The big reveal is a distributed approach to data centers, but it turns out that’s not really what the piece is about at all. It’s actually an interview with Florian Leibert, CEO and co-founder of Mesosphere, a startup that promises to commercialize the same scalable approach to data.

Mesosphere is based on Apache Mesos, which is an open source solution. It’s the same solution Twitter used to get rid of its famous fail whale problem.


Another reason you might want to read up on Mesosphere: The company has raised $10.5 million to build a “Google-like scale” data center.

Several articles have been posted about the actual funding announcement and the hardware details, including coverage by Forbes, Red Herring and IT Business Edge’s own Mike Vizard.  

What makes ReadWrite’s piece unusual, though, is it’s the only piece to actually talk about what this means in terms of building data services.

Since it’s a Q&A, it’s obviously pretty biased toward Mesosphere’s approach, which obviously does work to scale data services. Leibert explains how it differs from virtualization, which is typically how organizations have created data services in the past five years or so.

Leibert’s main criticism against virtual machines is that VMs allow you to manually run multiple, small applications on incidents of an application on big servers.

The thing is (thanks in part to Hadoop, I’m sure), more applications are now written for distributed systems from inception. That, he explains, makes VM pointless:

“Rather than splitting up the applications onto multiple machines, we aggregate all the machines and present them to the application as a single pool of resources. It changes the way new applications are written, deployed and scaled and how existing applications are run, versus running multiple VMs.

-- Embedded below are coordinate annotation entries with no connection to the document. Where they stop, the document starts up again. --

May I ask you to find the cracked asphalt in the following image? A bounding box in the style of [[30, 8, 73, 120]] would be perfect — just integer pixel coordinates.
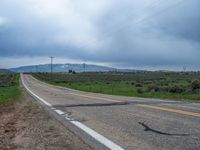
[[22, 75, 200, 150]]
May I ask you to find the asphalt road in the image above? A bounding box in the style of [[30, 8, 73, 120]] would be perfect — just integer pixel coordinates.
[[22, 75, 200, 150]]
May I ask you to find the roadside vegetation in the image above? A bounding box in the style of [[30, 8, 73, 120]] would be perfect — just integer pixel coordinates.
[[0, 73, 20, 106], [33, 72, 200, 100]]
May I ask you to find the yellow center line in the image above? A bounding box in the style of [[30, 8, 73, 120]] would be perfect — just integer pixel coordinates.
[[28, 74, 200, 117], [137, 104, 200, 117]]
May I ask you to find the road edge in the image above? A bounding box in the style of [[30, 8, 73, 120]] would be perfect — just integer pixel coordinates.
[[20, 74, 124, 150]]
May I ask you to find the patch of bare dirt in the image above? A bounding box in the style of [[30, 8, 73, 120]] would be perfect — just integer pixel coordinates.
[[0, 88, 91, 150]]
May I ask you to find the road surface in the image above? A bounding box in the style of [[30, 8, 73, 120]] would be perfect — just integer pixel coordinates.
[[21, 75, 200, 150]]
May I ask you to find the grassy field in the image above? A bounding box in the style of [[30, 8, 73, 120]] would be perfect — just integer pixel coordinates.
[[0, 73, 20, 105], [33, 72, 200, 100]]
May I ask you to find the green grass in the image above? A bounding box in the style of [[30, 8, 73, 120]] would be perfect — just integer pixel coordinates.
[[33, 72, 200, 101], [0, 74, 21, 105]]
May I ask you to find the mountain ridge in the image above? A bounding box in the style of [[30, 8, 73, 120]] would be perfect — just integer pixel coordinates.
[[9, 63, 136, 72]]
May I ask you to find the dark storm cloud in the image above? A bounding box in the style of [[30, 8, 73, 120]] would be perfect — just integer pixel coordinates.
[[0, 0, 200, 68]]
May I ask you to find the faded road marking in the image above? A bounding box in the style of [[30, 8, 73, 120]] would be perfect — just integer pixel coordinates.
[[68, 93, 123, 102], [137, 104, 200, 117]]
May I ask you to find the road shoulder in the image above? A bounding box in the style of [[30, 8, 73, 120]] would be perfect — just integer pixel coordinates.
[[0, 86, 91, 150]]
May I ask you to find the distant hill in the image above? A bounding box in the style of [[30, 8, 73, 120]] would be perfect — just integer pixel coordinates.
[[9, 64, 134, 72], [0, 69, 11, 73]]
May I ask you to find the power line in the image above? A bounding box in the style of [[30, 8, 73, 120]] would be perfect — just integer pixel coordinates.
[[76, 0, 184, 48]]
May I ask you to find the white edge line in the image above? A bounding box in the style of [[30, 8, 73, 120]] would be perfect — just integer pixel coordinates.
[[21, 74, 124, 150]]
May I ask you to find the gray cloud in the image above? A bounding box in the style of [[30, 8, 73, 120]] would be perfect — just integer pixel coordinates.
[[0, 0, 200, 68]]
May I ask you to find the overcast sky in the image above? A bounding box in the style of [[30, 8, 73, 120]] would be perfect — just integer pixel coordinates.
[[0, 0, 200, 70]]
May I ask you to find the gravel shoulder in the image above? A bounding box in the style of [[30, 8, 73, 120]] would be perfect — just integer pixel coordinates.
[[0, 86, 92, 150]]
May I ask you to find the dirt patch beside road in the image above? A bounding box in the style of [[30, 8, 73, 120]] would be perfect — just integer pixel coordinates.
[[0, 88, 91, 150]]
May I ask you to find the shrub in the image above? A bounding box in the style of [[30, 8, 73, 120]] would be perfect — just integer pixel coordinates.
[[135, 83, 142, 87], [131, 82, 135, 85], [148, 84, 159, 92], [137, 88, 144, 94], [169, 85, 185, 93], [191, 79, 200, 90]]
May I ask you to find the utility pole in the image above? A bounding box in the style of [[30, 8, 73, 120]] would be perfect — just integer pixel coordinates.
[[49, 56, 55, 73], [83, 63, 86, 72]]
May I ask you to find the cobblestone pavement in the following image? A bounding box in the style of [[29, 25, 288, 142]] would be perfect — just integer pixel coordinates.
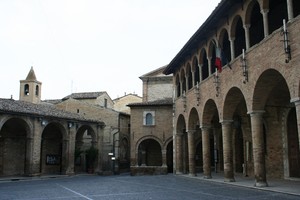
[[0, 174, 300, 200]]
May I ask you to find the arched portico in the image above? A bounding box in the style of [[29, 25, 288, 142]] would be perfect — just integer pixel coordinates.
[[0, 117, 31, 176]]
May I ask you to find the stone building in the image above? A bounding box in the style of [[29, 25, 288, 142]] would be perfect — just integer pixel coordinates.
[[0, 68, 105, 176], [50, 92, 130, 174], [164, 0, 300, 186], [113, 94, 142, 114], [128, 67, 173, 175]]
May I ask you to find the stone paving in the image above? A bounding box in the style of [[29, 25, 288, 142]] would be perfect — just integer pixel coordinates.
[[0, 174, 300, 200]]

Our system aggregates your hardware into one pool.”

In some ways, the ReadWrite article is a hardware-heavy read, but it does delve into the software side of things. That’s a pretty important consideration, since normally shifting to a distributed approach might require significant code rewriting. Indeed, that was one of the first concerns when people started talking about distributed computing: What will we do with all these legacy apps?

Mesosphere’s answer to that is an open source orchestration layer called Marathon, which provides access to managing the clusters via — drum roll, please — a REST API.

Once again, we see how APIs can be useful for handling things that otherwise might require complex integration code or outright rewrites.